[Numpy-discussion] advanced indexing bug with huge arrays?

Thu Jan 26 15:35:58 EST 2012

On Thu, Jan 26, 2012 at 17:39, Sturla Molden <sturla at molden.no> wrote:
> Den 24.01.2012 17:19, skrev David Warde-Farley:
>>
>> Hmm. Seeing as the width of a C long is inconsistent, does this imply that
>> the random number generator will produce different results on different
>> platforms?
>
> If it does, it is a C programming mistake. C code should never depend on
> the exact size of a long, only it's minimum size.  ISO C defines other
> datatypes if an exact integer size is needed (include stdint.h), but
> ANSI C used for NumPy does not.

I think you're subtly misunderstanding his question. He's not asking
if the code is written such that it semantically requires a long to
have one specific size or another (and indeed, it is not). However, it
is true that the code may behave differently for the same inputs on
different machines with different long sizes. Namely, some part of the
computation may overflow on 32-bit longs while giving an accurate
answer with 64-bit longs. They just have different domains of accuracy
over their inputs. It is not necessarily a mistake to take advantage
of the extra room when it is available. That is the reason that Python
ints are C longs and why numpy follows suit.

But unfortunately, it is true that at least some of the distributions
do have different behavior when using 64-bit longs than when using
32-bit longs. Here is an example of drawing from a binomial
distribution with a large N on a 32-bit process and comparing it with
results from a 64-bit process:

[~]$ $PYBIN/python
Enthought Python Distribution -- www.enthought.com
Version: 7.1-2 (32-bit)

Python 2.7.2 |EPD 7.1-2 (32-bit)| (default, Jul 27 2011, 13:29:32)
[GCC 4.0.1 (Apple Inc. build 5493)] on darwin
Type "packages", "demo" or "enthought" for more information.
>>> import numpy as np
>>> prng = np.random.RandomState(1234567890)
>>> x32 = prng.binomial(500000000, 0.5, size=10000)
>>> x64 = np.load('x64.npy')
>>> np.save('x32.npy', x32)
>>> bad = (x64 != x32)
>>> bad.sum()
9449
>>> bad[-9449:]
array([ True,  True,  True, ...,  True,  True,  True], dtype=bool)
>>> bad[-9449:].sum()
9449

binomial() is using a rejection algorithm for this set of inputs. For
each draw, it is going to generate random numbers until they meet a
certain condition. Both the 32-bit process and the 64-bit process draw
the same exact numbers until the 552nd draw. Then, I suspect, there is
an integer overflow in the 32-bit process causing the rejection
algorithm to terminate either earlier or later than it otherwise
should. Since the two processes have consumed different amounts of
random numbers, the underlying uniform PRNG is no longer in the same
state, so all of the numbers thereafter will be different.

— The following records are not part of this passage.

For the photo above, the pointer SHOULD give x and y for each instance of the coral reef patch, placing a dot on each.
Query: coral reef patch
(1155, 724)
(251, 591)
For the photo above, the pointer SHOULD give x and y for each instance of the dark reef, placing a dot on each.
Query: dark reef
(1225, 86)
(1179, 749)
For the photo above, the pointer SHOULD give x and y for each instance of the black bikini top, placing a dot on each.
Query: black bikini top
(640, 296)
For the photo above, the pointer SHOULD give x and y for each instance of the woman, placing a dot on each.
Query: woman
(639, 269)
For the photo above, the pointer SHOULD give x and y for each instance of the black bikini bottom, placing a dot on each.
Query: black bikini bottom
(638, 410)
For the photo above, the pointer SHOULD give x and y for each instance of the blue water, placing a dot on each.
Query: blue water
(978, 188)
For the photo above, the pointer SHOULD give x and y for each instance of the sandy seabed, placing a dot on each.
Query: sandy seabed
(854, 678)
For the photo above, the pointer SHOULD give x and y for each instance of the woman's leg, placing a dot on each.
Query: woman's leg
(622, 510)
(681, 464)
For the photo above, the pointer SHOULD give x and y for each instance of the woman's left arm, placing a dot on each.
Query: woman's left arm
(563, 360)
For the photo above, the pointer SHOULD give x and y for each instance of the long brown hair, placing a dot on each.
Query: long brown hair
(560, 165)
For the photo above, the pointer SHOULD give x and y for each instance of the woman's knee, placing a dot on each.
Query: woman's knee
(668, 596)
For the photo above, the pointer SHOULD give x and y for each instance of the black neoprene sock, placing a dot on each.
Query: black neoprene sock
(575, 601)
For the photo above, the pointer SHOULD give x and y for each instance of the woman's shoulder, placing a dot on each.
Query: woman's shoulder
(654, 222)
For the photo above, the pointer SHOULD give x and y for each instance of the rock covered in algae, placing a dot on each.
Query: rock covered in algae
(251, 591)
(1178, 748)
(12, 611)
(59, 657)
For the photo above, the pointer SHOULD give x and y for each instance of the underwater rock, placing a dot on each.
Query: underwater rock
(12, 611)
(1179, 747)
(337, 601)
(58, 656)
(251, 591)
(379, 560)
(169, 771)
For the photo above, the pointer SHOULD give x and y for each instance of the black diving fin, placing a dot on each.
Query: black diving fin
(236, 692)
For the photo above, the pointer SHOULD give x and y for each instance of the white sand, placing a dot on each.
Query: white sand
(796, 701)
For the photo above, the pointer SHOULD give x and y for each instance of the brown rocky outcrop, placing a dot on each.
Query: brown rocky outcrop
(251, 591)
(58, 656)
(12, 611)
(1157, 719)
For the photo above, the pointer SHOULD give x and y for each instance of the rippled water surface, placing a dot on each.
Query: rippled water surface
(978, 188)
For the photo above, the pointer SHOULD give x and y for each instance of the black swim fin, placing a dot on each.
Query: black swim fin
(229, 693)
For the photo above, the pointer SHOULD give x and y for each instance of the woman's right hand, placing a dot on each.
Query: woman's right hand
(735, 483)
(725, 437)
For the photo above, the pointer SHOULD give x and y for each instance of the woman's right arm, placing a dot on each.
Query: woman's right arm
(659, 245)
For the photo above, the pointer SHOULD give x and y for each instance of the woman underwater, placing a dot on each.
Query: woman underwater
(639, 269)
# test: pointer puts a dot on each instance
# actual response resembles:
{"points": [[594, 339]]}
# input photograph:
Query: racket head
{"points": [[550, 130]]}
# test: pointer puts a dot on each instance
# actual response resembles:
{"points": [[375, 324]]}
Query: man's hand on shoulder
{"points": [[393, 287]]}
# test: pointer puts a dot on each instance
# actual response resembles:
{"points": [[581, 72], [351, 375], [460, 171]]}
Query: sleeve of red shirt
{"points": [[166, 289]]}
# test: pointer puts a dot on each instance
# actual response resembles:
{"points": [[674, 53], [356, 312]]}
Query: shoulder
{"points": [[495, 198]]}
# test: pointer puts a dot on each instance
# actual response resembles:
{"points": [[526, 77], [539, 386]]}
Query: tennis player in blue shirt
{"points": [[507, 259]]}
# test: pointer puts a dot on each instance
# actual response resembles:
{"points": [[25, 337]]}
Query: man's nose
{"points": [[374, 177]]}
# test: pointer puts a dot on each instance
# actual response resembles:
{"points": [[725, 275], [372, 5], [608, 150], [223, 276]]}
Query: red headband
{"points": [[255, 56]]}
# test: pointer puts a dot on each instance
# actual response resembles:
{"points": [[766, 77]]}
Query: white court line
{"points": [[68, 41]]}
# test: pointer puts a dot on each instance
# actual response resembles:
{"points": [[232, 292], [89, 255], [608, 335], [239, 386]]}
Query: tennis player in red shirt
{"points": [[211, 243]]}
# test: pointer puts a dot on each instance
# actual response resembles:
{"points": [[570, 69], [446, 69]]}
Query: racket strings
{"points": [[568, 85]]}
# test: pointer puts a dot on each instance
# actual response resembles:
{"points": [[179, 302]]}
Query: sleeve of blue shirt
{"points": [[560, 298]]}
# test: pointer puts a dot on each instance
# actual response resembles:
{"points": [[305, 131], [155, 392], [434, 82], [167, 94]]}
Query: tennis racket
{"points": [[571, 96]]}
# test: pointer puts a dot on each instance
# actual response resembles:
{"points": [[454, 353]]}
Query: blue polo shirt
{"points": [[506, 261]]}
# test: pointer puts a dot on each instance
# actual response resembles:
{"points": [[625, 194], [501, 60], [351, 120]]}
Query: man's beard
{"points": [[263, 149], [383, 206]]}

It's not clear to me how problematic this is. I haven't seen any
difference when using reasonable input values (N=500000000 is a
ridiculous number to be using with a binomial distribution). If I'm
right that there is an overflow when using the 32-bit longs, then the
results should not be trusted anyways, so there is no point in
comparing them to the 64-bit results. It's just that the domain of
validity with a 32-bit long is a bit smaller than when using a 64-bit
long. The deviation of x32[551] from the mean is larger than the
maximum deviation from the 64-bit results, so it is reasonably likely
that the draw is just bogus.

>>> np.max(abs(x64 - 250000000))
44519
>>> x32[551] - 250000000
47368

Often, the acceptance criterion is something of the form (X <
something) while expecting X to be positive. An integer overflow would
introduce a negative value somewhere in the computation and could
easily "pass" this acceptance criterion when it really shouldn't have
if the intermediate computations had been done without overflow.

If anyone wants to debug this more thoroughly, this bit of code will
get the PRNG into exactly the right state to see the difference on the
next binomial() draw:

>>> import numpy as np
>>> prng = np.random.RandomState(1234567890)
>>> blah = prng.binomial(500000000, 0.5, size=551)

If you run python under gdb, you can then set a breakpoint in
rk_binomial_btpe() in distributions.c to step through the next call to
prng.binomial(). Sometimes you can fix these issues in a rejection
algorithm by checking for overflow and rejecting those cases.

-- 
Robert Kern

"I have come to believe that the whole world is an enigma, a harmless
enigma that is made terrible by our own mad attempt to interpret it as
though it had an underlying truth."
  -- Umberto Eco